Blind tastings study

Interesting experiment:

Interesting, indeed - particularly doing the test with novices and more experienced tasters.

Very interesting is this:

An interesting finding of this research is that even when tasted blind, there was a positive correlation between preference and price—the higher the price, the more positive response—and tasters who had little to no blind tasting training seemed to prefer more acidic wines, more alcohol by volume, and less oak flavors.

My daughter is in the Oxford Blind Tasting Society with the authors. While she was always interested in wine, this has taken it to a whole new level. While I have attended blind tastings, it is nothing like what they do. Seems to range from fun to very intense.

Makes sense.

“Civilians” seem to like that profile.

From my experience hosting big parties and from a blind tasting group where others aren’t “geeks”, I can see the more ABV, but usually the high oak and low acid wines do well.

Agree about Alc, but not sure acid generally popular among casual drinkers. Oak and ripe fruit usually ring the bell.

Those are relative things, any of which will have a sweet spot for someone. So, more acidic compared to what baseline? Higher ABV compared to what? More oak than what? Depending where you set those relative baselines, you can state such vagueness either way and be correct.

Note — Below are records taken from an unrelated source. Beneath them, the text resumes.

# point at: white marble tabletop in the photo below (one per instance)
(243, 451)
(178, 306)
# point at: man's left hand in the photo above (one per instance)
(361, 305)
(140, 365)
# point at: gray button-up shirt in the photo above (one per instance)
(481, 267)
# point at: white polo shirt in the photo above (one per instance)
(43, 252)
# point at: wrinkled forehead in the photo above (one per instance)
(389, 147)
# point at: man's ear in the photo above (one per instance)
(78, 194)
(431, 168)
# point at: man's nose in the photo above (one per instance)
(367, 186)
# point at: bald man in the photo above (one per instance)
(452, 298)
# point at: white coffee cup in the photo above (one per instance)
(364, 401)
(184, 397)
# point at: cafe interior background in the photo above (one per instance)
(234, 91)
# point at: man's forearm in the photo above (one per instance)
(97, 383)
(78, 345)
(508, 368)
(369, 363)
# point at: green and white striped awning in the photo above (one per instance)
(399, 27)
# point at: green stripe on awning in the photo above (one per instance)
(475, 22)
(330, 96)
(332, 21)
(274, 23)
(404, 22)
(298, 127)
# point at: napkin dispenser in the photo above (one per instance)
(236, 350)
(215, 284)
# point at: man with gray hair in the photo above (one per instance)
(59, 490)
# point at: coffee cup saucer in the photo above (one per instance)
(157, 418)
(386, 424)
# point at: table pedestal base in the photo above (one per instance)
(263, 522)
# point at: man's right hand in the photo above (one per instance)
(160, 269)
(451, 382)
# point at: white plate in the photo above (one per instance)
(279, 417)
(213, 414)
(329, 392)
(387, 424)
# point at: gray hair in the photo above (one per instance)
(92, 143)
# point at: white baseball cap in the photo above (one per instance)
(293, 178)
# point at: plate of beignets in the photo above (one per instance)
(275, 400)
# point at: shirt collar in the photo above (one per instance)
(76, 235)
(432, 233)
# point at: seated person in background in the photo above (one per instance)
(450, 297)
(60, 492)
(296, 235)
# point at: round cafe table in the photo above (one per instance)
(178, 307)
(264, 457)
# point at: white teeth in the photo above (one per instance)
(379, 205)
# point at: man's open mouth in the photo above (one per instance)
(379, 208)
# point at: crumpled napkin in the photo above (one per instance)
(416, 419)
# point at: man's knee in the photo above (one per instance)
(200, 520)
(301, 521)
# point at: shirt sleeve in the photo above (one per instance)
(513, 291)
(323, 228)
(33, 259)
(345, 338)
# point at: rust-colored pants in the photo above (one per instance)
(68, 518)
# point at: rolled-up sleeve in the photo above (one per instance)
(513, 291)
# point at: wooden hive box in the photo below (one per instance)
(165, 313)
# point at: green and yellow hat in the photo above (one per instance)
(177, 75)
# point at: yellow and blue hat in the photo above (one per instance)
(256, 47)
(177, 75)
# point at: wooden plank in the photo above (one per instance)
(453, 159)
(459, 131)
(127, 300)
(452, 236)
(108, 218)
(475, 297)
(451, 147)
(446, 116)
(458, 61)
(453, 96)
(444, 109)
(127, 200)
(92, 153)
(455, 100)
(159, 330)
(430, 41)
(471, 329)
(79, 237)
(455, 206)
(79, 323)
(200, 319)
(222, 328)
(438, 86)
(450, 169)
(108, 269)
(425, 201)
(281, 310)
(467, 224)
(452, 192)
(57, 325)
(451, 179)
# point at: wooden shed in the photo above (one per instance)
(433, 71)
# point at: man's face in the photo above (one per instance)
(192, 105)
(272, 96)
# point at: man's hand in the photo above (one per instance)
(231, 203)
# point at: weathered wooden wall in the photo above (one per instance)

A dull wine can be brightened up with more acid. Too much and it’s shrill. Increasing ABV adds body well before heat. A consumer who likes a lot of toasty savory oak as a major factor in a wine can be turned off by a dollop of caramel on top of that.



I think that’s right when novices taste wines in isolation. But I was struck years ago when I invited novice to blind tastings how often they preferred the wines I thought were better, which often meant less alcohol, more acid. Tasting several wines side by side sharpens the palate, regardless of how much experience you have.

A long while ago, at a Siduri Open House, Adam brought in a father and son coopers and they poured exactly same wine from 2 of their (French) barrels, one medium toast and one high. Same forest, same air drying regiment, just a different toast level. This was back in the Parker days and I spent about 45 minutes next to barrels observing a good number of board members who usually complained online about too much oak and their dislike for it. Well, and these were not noob palates, but mostly they picked “medium” toast barrel as the one they preferred. So, not sure its just the noobs liking more oak.

And speaking of noobs, I am not sure we should paint them all with same brush, I have come across a good number who seem more than fine picking the “right” bottle in front of them, and by right I mean more balanced (less oak, more acidity). They may not be able to use and have all the adjectives to describe flavors, but that comes from experience, same as the study suggests.